Targetberita.co.id Gresik – Jawa Timur, Pemerintah melalui Kementerian Pekerjaan Umum dan Perumahan Rakyat (PUPR) telah mencanangkan program pembangunan tanggul laut raksasa atau Giant Sea Wall (GSW) di pesisir Pantai Utara (Pantura) Jawa.
Sayangnya banyak masyarakat Gresik yang belum mengetahui tujuan dan rencana pembangunan Giant Sea Wall.
Proyek tanggul raksasa itu dibangun mulai Banten sampai Gresik untuk melindungi dari ancaman kenaikan permukaan air laut hingga membendung terjadinya banjir pesisir (ROB).

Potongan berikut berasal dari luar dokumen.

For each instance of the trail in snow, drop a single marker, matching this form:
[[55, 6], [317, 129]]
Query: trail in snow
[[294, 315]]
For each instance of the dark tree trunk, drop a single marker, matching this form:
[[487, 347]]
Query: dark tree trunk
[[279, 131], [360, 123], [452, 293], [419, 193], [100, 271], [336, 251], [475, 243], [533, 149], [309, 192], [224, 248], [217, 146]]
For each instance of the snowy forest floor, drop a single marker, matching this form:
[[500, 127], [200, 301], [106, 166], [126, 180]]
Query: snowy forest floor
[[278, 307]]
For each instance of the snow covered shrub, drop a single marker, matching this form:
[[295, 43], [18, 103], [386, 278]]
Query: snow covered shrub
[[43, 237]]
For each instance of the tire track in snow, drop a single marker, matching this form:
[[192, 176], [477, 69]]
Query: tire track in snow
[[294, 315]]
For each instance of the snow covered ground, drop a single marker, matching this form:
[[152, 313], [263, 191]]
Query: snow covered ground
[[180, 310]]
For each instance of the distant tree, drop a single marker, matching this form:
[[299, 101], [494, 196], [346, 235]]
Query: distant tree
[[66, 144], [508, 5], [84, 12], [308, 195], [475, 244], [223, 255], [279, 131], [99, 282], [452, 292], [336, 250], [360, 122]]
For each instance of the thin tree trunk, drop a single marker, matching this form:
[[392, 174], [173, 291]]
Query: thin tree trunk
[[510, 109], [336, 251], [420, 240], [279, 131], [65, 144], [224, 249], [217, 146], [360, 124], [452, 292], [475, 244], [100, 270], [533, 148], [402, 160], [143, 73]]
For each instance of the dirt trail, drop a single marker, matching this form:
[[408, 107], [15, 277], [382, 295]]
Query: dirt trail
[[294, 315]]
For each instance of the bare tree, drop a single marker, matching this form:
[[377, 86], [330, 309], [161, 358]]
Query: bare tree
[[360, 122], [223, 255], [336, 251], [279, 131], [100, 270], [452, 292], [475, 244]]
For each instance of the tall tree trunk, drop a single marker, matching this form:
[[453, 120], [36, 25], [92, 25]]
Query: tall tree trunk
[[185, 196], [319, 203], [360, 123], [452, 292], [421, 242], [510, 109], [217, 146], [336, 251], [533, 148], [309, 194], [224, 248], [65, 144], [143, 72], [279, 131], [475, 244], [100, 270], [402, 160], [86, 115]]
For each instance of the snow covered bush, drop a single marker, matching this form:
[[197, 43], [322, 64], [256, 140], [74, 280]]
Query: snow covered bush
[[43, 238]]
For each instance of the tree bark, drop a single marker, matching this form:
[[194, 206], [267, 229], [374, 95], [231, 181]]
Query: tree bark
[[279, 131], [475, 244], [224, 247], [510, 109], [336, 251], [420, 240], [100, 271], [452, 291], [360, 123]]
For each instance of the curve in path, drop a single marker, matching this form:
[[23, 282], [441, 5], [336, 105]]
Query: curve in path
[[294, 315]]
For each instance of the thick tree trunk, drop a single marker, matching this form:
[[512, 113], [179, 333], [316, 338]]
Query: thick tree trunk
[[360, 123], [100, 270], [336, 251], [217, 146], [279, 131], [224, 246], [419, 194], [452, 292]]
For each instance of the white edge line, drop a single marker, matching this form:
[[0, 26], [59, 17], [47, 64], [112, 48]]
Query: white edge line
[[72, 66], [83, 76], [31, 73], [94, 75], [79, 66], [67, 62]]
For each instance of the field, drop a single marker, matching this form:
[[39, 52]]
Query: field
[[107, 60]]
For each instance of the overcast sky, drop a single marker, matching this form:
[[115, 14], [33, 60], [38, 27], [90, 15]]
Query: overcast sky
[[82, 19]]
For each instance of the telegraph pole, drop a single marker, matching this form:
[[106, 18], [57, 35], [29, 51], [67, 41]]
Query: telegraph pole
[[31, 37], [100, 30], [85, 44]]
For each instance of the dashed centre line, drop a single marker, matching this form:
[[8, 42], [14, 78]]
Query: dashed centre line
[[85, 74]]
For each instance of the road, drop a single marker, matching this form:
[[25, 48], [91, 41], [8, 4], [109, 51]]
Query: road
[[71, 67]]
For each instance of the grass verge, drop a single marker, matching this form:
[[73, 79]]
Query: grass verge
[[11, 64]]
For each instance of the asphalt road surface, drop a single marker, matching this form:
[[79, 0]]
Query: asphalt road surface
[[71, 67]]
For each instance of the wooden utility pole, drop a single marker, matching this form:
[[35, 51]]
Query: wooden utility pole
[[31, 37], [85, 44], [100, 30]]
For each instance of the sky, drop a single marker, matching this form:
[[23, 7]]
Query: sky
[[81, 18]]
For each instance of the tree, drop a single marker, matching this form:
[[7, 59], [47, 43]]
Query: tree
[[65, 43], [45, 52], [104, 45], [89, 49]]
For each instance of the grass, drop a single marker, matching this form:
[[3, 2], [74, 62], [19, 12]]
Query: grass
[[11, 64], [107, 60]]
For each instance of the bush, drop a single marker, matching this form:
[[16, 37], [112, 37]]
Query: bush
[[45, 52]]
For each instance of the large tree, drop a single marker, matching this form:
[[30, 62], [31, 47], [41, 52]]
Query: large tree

Pembangunan mega proyek tersebut akan berlangsung secara bertahap dengan biaya yang sangat fantastis. Kabarnya, tahap awal diperkiraan membutuhkan anggaran mencapai Rp. 164 triliun.
“Kami belum tahu tentang rencana pembangunan tanggul laut raksasa atau Giant Sea Wall dari Banten sampai Gresik,” kata Mu’alif, nelayan asal Pangkahkulon, Kecamatan Ujungpangkah, Kabupaten Gresik, Rabu (5/3/2025).
Menurut Mu’alif, para nelayan di wilayah pesisir Gresik Utara masih awam mengenai proyek pembangunan Giant Sea Wall tersebut.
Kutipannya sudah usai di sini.